Input Data Files

This page describes what constitutes a qualified velocity-field input for the current native solver. In both GUI and command-line workflows, the solver reads a folder of time-ordered legacy .vtk files given by vtk_folder in Input Deck for Solver Parameters. Each file represents one time frame of the same flow field, and the whole folder is interpreted as one temporal sequence.

Supported File Type

The current native solver scans only files whose extension is .vtk. These files are loaded through VTK’s legacy-data reader. As a consequence:

legacy VTK .vtk is the supported input container for the solver;
ASCII and binary legacy files are both acceptable as long as VTK can parse them;
XML VTK files such as .vts or .vti are not used as solver input in the current mainline, even though they may be viewable elsewhere.

Folder-Based Time Sequence

The solver treats the input as a folder-level sequence rather than a single file:

only regular .vtk files in vtk_folder are considered;
subfolders are not scanned recursively;
files are sorted by the last integer appearing in the filename;
this sorted order defines the frame index used by T_range.

For this reason, filenames such as frame_00000.vtk, frame_00001.vtk, frame_00002.vtk are strongly recommended. Missing frame numbers are allowed, but the ordering still follows the extracted integer tags. If a filename contains more than one integer group, the last one is the one used for sorting.

Structured Spatial Layout

The native solver assumes that every frame lies on one structured tensor-product lattice in \(x\), \(y\), and \(z\). In practice, the most reliable qualified inputs are legacy VTK files whose dataset is either RECTILINEAR_GRID or STRUCTURED_GRID.

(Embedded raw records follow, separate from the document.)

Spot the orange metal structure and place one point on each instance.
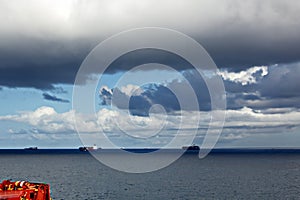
(23, 190)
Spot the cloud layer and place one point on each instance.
(44, 43)
(239, 124)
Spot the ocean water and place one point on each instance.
(218, 176)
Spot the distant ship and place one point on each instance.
(31, 148)
(93, 148)
(192, 147)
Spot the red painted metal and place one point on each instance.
(23, 190)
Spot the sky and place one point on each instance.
(254, 44)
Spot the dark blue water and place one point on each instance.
(218, 176)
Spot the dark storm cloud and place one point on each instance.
(54, 98)
(42, 45)
(276, 92)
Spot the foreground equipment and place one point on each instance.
(23, 190)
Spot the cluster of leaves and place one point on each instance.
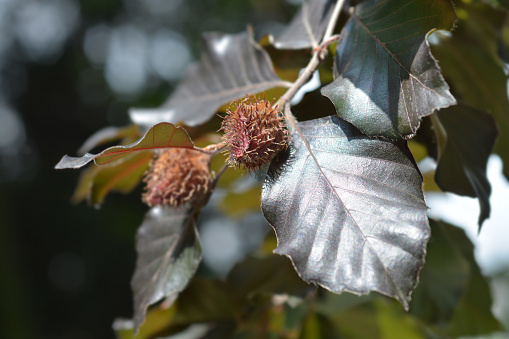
(345, 199)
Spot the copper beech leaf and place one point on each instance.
(386, 80)
(169, 253)
(471, 64)
(231, 66)
(109, 134)
(461, 168)
(307, 27)
(162, 135)
(121, 176)
(348, 210)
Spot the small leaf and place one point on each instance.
(109, 134)
(473, 314)
(231, 66)
(461, 168)
(386, 80)
(272, 274)
(162, 135)
(348, 210)
(307, 27)
(169, 252)
(470, 62)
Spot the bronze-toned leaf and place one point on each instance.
(162, 135)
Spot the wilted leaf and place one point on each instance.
(386, 78)
(231, 66)
(470, 62)
(109, 134)
(169, 252)
(461, 168)
(348, 210)
(162, 135)
(307, 27)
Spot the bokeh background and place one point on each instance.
(67, 69)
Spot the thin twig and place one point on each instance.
(213, 149)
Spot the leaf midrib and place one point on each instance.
(301, 135)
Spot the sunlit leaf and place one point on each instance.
(107, 135)
(122, 177)
(474, 314)
(444, 278)
(386, 78)
(162, 135)
(348, 210)
(471, 64)
(273, 274)
(461, 168)
(169, 252)
(307, 27)
(231, 66)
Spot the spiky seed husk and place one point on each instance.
(254, 132)
(178, 176)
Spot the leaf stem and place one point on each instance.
(315, 59)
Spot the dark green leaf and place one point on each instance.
(231, 66)
(205, 301)
(386, 79)
(162, 135)
(473, 315)
(462, 164)
(307, 27)
(444, 278)
(470, 62)
(169, 252)
(348, 210)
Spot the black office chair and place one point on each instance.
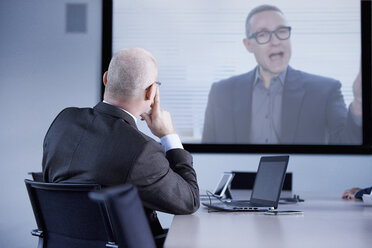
(66, 217)
(127, 216)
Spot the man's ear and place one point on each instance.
(247, 45)
(105, 78)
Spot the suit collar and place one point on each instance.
(113, 110)
(242, 106)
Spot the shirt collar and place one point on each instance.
(257, 76)
(134, 118)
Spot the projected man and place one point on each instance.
(274, 103)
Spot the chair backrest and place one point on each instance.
(66, 217)
(127, 216)
(37, 176)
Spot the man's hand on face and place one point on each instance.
(158, 120)
(357, 91)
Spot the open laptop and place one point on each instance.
(221, 190)
(266, 189)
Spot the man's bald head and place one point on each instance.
(130, 72)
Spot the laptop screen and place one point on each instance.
(269, 180)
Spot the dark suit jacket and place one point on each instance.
(103, 145)
(361, 192)
(313, 111)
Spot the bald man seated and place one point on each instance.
(103, 145)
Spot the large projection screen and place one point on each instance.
(199, 43)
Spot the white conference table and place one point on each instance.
(326, 222)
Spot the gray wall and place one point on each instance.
(43, 69)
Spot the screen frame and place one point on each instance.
(365, 148)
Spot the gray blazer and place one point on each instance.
(102, 145)
(313, 111)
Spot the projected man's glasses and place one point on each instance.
(263, 37)
(158, 83)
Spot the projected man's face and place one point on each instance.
(273, 56)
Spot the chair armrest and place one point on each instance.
(37, 232)
(111, 245)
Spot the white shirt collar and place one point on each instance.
(134, 118)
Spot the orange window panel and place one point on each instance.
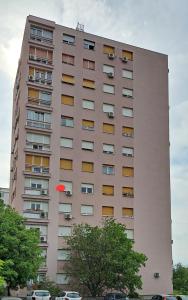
(67, 100)
(107, 211)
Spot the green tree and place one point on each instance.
(19, 249)
(180, 279)
(103, 258)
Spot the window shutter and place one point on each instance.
(127, 212)
(89, 83)
(65, 164)
(87, 167)
(67, 100)
(108, 49)
(108, 190)
(127, 54)
(108, 128)
(127, 171)
(107, 211)
(68, 79)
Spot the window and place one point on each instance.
(87, 166)
(107, 88)
(62, 278)
(88, 124)
(108, 108)
(64, 231)
(68, 39)
(65, 207)
(65, 164)
(128, 131)
(127, 92)
(68, 185)
(108, 69)
(127, 54)
(127, 212)
(67, 121)
(126, 151)
(108, 190)
(88, 64)
(63, 254)
(87, 145)
(68, 79)
(108, 128)
(128, 171)
(127, 191)
(108, 169)
(67, 59)
(130, 234)
(108, 148)
(89, 45)
(127, 112)
(108, 49)
(127, 74)
(86, 210)
(90, 84)
(107, 211)
(88, 104)
(87, 188)
(66, 142)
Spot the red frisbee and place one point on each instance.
(60, 188)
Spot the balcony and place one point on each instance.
(38, 124)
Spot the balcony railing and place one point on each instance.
(40, 80)
(43, 60)
(38, 124)
(39, 102)
(40, 38)
(37, 146)
(35, 191)
(36, 169)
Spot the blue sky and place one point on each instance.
(159, 25)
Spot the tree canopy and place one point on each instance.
(19, 248)
(103, 258)
(180, 279)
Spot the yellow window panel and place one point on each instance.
(31, 71)
(108, 190)
(127, 54)
(127, 212)
(87, 167)
(68, 79)
(88, 123)
(108, 49)
(45, 161)
(128, 131)
(67, 100)
(108, 128)
(127, 191)
(66, 164)
(107, 211)
(28, 159)
(127, 171)
(33, 94)
(89, 83)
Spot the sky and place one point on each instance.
(158, 25)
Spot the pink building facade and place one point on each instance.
(92, 114)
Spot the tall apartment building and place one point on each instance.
(92, 113)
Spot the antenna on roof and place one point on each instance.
(80, 27)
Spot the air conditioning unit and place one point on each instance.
(125, 59)
(67, 216)
(68, 193)
(111, 114)
(111, 55)
(110, 75)
(44, 192)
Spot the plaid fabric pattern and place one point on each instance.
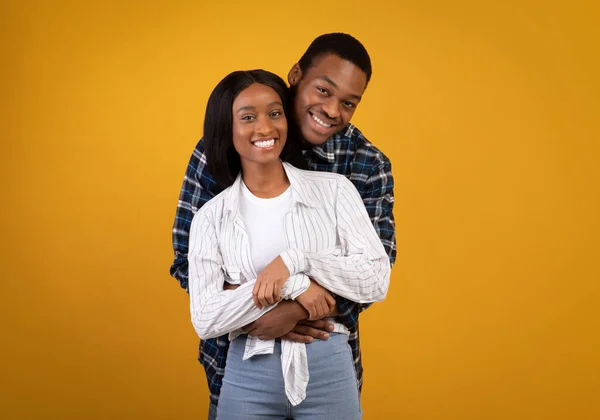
(348, 153)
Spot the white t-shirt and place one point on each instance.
(264, 220)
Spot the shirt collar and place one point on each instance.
(298, 182)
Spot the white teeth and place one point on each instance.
(264, 144)
(324, 124)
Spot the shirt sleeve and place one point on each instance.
(215, 311)
(358, 269)
(377, 194)
(197, 189)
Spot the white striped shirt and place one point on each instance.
(330, 238)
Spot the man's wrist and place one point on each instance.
(296, 310)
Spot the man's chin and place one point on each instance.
(314, 139)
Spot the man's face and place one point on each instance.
(326, 96)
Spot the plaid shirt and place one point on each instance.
(348, 153)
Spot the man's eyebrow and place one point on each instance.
(332, 83)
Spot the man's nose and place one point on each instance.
(332, 108)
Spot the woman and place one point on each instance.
(271, 228)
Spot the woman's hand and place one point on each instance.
(317, 301)
(269, 283)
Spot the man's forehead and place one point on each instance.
(339, 73)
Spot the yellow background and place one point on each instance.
(488, 113)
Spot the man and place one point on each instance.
(327, 84)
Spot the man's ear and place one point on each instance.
(294, 75)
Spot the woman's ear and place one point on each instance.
(294, 75)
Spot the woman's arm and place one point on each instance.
(215, 311)
(359, 269)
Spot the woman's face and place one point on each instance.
(259, 125)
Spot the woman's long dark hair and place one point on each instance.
(221, 157)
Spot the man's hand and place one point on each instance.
(317, 301)
(277, 322)
(306, 331)
(269, 283)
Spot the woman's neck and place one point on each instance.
(265, 181)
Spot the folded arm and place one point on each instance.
(359, 269)
(216, 311)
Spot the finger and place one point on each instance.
(312, 332)
(262, 296)
(269, 294)
(266, 337)
(249, 327)
(330, 301)
(298, 338)
(320, 324)
(324, 309)
(255, 293)
(276, 292)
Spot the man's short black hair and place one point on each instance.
(222, 159)
(344, 46)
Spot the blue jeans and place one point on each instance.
(254, 388)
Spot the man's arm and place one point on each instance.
(198, 188)
(378, 197)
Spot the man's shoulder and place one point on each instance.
(365, 151)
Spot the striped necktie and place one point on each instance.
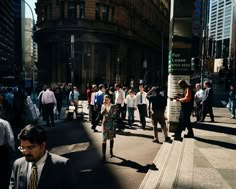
(33, 181)
(141, 98)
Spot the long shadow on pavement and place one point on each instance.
(91, 172)
(216, 142)
(216, 128)
(132, 164)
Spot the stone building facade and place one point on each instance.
(115, 41)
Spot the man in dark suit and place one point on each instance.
(39, 168)
(207, 102)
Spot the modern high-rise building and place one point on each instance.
(221, 27)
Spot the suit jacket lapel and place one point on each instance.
(44, 175)
(23, 174)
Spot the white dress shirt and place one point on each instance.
(92, 102)
(48, 97)
(6, 135)
(138, 98)
(40, 164)
(120, 97)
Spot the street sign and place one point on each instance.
(179, 61)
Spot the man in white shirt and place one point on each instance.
(7, 149)
(39, 168)
(49, 101)
(141, 103)
(119, 102)
(198, 99)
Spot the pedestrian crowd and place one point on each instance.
(107, 107)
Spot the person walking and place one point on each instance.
(119, 102)
(88, 95)
(131, 107)
(99, 97)
(198, 99)
(108, 112)
(74, 97)
(49, 101)
(158, 103)
(186, 100)
(7, 149)
(59, 97)
(141, 103)
(39, 169)
(232, 101)
(207, 102)
(93, 107)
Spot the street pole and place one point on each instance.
(33, 50)
(72, 42)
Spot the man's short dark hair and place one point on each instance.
(34, 134)
(158, 90)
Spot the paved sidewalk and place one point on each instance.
(208, 161)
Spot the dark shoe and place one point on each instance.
(167, 139)
(189, 136)
(178, 138)
(111, 154)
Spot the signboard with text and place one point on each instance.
(180, 61)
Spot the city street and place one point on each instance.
(134, 153)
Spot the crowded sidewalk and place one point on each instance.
(206, 161)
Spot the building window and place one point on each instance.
(97, 11)
(105, 13)
(71, 8)
(62, 7)
(81, 9)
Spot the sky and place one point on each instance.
(28, 13)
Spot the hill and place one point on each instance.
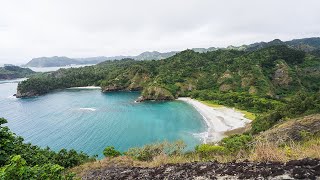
(13, 72)
(274, 72)
(57, 61)
(306, 44)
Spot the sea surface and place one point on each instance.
(88, 120)
(47, 69)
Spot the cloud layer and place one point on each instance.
(84, 28)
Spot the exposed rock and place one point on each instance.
(296, 169)
(225, 87)
(295, 129)
(281, 75)
(112, 88)
(26, 94)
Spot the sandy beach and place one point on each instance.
(219, 120)
(86, 87)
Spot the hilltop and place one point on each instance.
(306, 44)
(13, 72)
(271, 72)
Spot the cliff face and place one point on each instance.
(26, 94)
(296, 169)
(295, 129)
(14, 72)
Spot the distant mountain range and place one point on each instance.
(13, 72)
(311, 45)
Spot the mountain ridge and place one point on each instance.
(305, 44)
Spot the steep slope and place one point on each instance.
(13, 72)
(275, 71)
(55, 61)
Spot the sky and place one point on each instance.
(88, 28)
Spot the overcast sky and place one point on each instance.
(86, 28)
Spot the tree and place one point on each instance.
(110, 151)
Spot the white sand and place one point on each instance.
(219, 120)
(86, 87)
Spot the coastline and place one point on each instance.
(218, 120)
(86, 87)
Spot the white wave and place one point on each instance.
(218, 120)
(86, 87)
(87, 109)
(11, 97)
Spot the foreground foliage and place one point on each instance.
(26, 161)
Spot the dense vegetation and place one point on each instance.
(13, 72)
(272, 73)
(19, 160)
(276, 81)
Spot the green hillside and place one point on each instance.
(272, 72)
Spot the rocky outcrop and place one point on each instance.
(112, 88)
(19, 94)
(296, 169)
(296, 129)
(155, 93)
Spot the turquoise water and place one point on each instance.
(89, 120)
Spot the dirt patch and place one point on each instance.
(296, 169)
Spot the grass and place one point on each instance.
(213, 104)
(260, 152)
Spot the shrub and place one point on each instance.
(236, 142)
(111, 152)
(207, 150)
(148, 152)
(18, 169)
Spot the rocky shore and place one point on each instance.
(295, 169)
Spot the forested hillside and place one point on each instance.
(273, 72)
(13, 72)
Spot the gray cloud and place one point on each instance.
(82, 28)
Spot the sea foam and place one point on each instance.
(87, 109)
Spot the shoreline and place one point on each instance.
(219, 120)
(86, 87)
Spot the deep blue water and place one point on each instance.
(89, 120)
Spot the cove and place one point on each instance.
(88, 120)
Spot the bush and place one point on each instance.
(236, 142)
(11, 144)
(207, 150)
(18, 169)
(148, 152)
(111, 152)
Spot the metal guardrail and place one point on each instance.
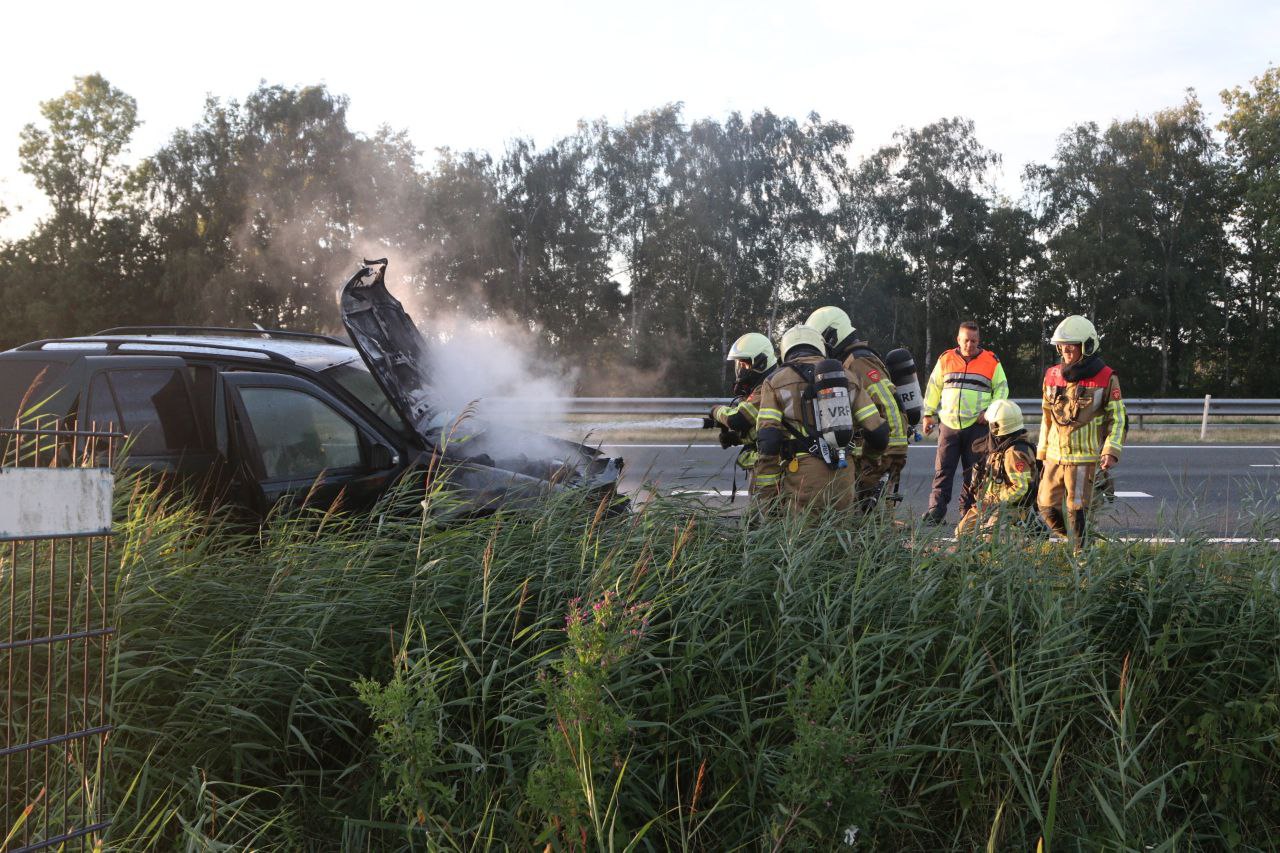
(675, 406)
(1138, 407)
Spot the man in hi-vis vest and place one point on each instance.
(964, 382)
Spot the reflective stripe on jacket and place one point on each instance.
(740, 416)
(874, 377)
(961, 388)
(782, 413)
(1080, 420)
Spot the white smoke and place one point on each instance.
(492, 364)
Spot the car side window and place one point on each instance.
(154, 409)
(101, 413)
(298, 434)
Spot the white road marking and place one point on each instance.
(933, 448)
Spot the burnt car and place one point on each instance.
(269, 415)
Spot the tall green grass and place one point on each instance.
(673, 680)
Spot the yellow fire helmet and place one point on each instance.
(833, 325)
(1078, 329)
(753, 347)
(801, 334)
(1004, 416)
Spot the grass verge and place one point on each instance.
(675, 680)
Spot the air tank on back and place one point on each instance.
(901, 372)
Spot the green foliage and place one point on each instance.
(584, 747)
(408, 738)
(636, 251)
(398, 685)
(824, 794)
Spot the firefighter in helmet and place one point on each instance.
(1005, 478)
(868, 366)
(754, 359)
(800, 460)
(1082, 427)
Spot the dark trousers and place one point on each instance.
(955, 446)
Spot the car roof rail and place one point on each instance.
(220, 329)
(113, 345)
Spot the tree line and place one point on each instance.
(636, 251)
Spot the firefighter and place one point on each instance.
(964, 382)
(1082, 427)
(1005, 478)
(754, 359)
(865, 364)
(799, 463)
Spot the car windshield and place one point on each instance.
(356, 379)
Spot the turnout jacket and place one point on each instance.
(1008, 471)
(1083, 415)
(961, 388)
(739, 418)
(871, 372)
(782, 418)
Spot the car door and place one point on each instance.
(301, 443)
(150, 400)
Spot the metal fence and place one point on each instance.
(55, 628)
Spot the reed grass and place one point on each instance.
(671, 679)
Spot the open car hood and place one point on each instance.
(398, 357)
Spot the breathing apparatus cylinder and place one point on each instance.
(901, 372)
(832, 411)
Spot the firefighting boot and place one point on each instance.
(1055, 521)
(1078, 528)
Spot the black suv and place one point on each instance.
(265, 415)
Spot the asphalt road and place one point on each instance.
(1219, 491)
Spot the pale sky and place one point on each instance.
(478, 74)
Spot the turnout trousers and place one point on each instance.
(812, 484)
(1068, 484)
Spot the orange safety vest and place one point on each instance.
(959, 391)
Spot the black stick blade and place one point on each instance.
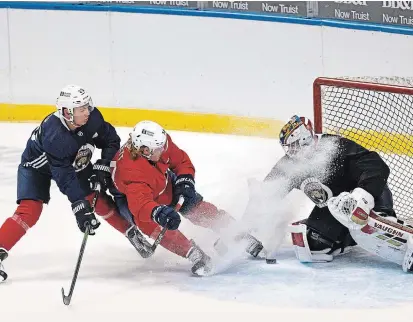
(66, 299)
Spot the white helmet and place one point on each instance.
(148, 134)
(70, 97)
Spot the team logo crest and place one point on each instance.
(83, 157)
(316, 191)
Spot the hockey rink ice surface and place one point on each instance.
(114, 283)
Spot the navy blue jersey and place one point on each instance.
(55, 150)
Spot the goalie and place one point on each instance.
(348, 185)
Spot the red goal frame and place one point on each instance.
(324, 81)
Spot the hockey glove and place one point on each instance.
(85, 216)
(101, 175)
(352, 209)
(166, 217)
(185, 186)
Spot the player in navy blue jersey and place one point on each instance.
(60, 149)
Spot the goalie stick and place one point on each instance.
(384, 236)
(68, 298)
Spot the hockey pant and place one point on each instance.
(28, 213)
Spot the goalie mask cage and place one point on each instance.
(378, 117)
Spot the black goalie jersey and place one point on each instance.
(340, 164)
(54, 150)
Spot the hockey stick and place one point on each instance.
(68, 298)
(164, 229)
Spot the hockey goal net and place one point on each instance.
(378, 117)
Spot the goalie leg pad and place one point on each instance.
(387, 238)
(302, 248)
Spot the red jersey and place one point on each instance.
(145, 184)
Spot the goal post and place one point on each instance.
(378, 117)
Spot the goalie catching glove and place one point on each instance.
(352, 209)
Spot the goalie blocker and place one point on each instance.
(387, 237)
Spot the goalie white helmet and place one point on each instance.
(71, 97)
(297, 133)
(150, 135)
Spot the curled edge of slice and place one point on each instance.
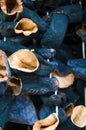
(24, 60)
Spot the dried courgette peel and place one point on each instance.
(24, 60)
(4, 67)
(48, 123)
(11, 7)
(64, 81)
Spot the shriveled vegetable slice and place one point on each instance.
(4, 67)
(11, 7)
(64, 81)
(48, 123)
(78, 116)
(24, 60)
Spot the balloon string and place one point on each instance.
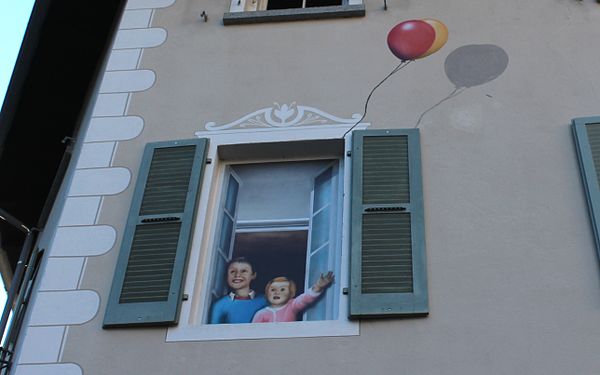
(455, 92)
(402, 64)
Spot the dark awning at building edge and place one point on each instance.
(59, 60)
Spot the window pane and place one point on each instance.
(318, 265)
(225, 240)
(232, 190)
(322, 189)
(219, 286)
(320, 229)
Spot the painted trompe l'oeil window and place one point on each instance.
(280, 219)
(280, 222)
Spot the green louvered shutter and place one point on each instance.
(387, 260)
(148, 281)
(587, 141)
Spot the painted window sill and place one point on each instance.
(299, 14)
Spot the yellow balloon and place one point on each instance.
(441, 36)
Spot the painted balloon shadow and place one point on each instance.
(471, 65)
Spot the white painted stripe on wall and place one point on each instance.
(142, 4)
(125, 59)
(127, 81)
(79, 211)
(114, 128)
(41, 344)
(135, 19)
(110, 105)
(139, 38)
(64, 307)
(99, 181)
(96, 155)
(61, 274)
(82, 241)
(49, 369)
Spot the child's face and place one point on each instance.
(278, 293)
(240, 275)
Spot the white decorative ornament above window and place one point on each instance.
(285, 116)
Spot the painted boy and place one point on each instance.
(283, 306)
(241, 303)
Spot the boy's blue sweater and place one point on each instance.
(227, 310)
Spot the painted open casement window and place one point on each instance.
(258, 11)
(282, 217)
(587, 140)
(296, 207)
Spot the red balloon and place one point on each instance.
(410, 39)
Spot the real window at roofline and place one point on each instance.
(226, 144)
(241, 13)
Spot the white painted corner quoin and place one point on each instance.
(60, 303)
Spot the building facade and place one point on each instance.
(245, 137)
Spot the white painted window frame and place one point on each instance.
(240, 5)
(190, 327)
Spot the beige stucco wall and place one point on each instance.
(513, 272)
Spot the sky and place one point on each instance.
(14, 15)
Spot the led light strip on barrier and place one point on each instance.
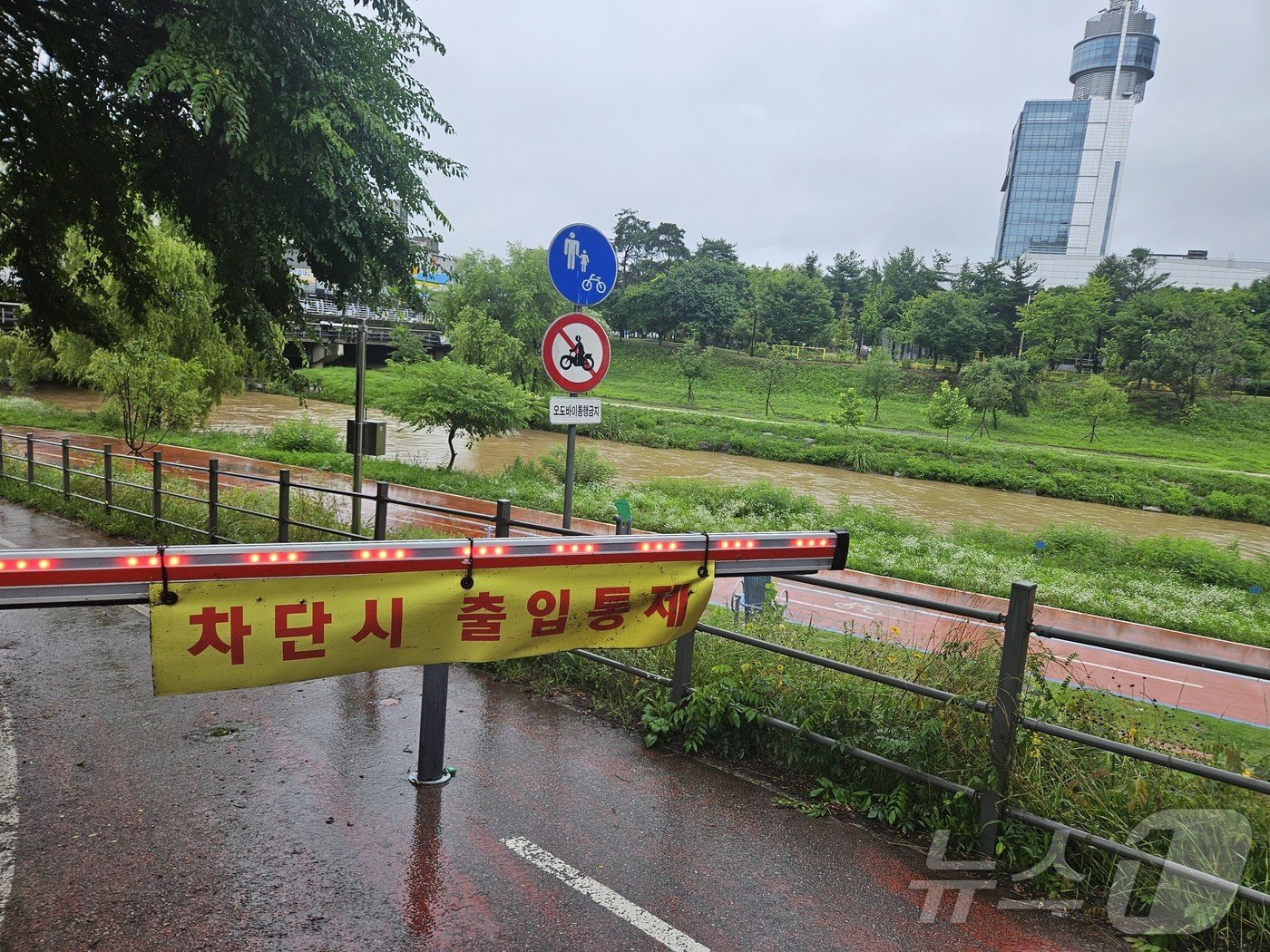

For a sequence to be qualified:

all frames must describe the same spatial grid;
the point count must remain identical across all frames;
the coordinate axes must be consistent from frame to frame;
each point must be mappable to one unique lattice index \((i,j,k)\).

For RECTILINEAR_GRID, the solver takes the axes directly from X_COORDINATES, Y_COORDINATES, and Z_COORDINATES. For other structured datasets, the solver reconstructs the axes from the point coordinates. Therefore, even when STRUCTURED_GRID is used, the point coordinates should still lie on separable \(x\), \(y\), \(z\) axes. General unstructured meshes are not qualified input for the present solver.

Velocity Arrays

Velocity must be stored in POINT_DATA. Arrays provided only in CELL_DATA are not sufficient for the current solver.

The parser currently accepts any of the following point-data conventions:

three scalar arrays named u, v, w;
three scalar arrays named U, V, W;
three scalar arrays named Ux, Uy, Uz;
three scalar arrays named Vx, Vy, Vz;
two scalar arrays named u and v;
two scalar arrays named U and V;
two scalar arrays named Ux and Uy;
two scalar arrays named Vx and Vy;
one vector array named U, V, Velocity, velocity, Vel, vel, data, or Data with at least two components.

If only two components are present, the solver fills the third component with zero and therefore treats the input as quasi-two-dimensional. All frames in the sequence should use the same array naming convention.

Minimal Qualified Skeleton

A minimal qualified legacy-VTK frame may look conceptually like this:

# vtk DataFile Version 5.1
velocity frame
BINARY
DATASET RECTILINEAR_GRID
DIMENSIONS Nx Ny Nz
X_COORDINATES Nx double
...
Y_COORDINATES Ny double
...
Z_COORDINATES Nz double
...
POINT_DATA Nx*Ny*Nz
VECTORS Velocity double
...

An equally acceptable scalar-array variant is:

POINT_DATA Nx*Ny*Nz
SCALARS u double
LOOKUP_TABLE default
...
SCALARS v double
LOOKUP_TABLE default
...
SCALARS w double
LOOKUP_TABLE default
...

The exact numeric precision is not prescribed here, but the data must be readable by VTK and the point-data array lengths must match the total number of grid points.

Two-Dimensional and Thin-Slab Data

The current native solver can also work with quasi-two-dimensional inputs. In that case:

the \(x\) and \(y\) directions must still contain at least two grid points;
the \(z\) direction may be a single layer or a very thin slab;
the third velocity component may be omitted if the input follows one of the accepted two-component conventions above.

This is useful for planar velocity fields embedded in a three-dimensional file format.

Practical Checklist

Before launching the solver, it is recommended to confirm the following:

vtk_folder points to a directory, not to a single file;
the directory contains only the intended .vtk time frames, or at least no unrelated .vtk files whose filename numbers would disturb the ordering;
all frames share one structured grid and one consistent point-data layout;
velocity is stored in POINT_DATA;
the sorted sequence is long enough for the requested T_range.

If auto_wall = 1, the solver uses the outer coordinates of the input grid as the seeding bounds. If auto_wall = 0, the wall ranges in the .par file must instead define the computational domain explicitly.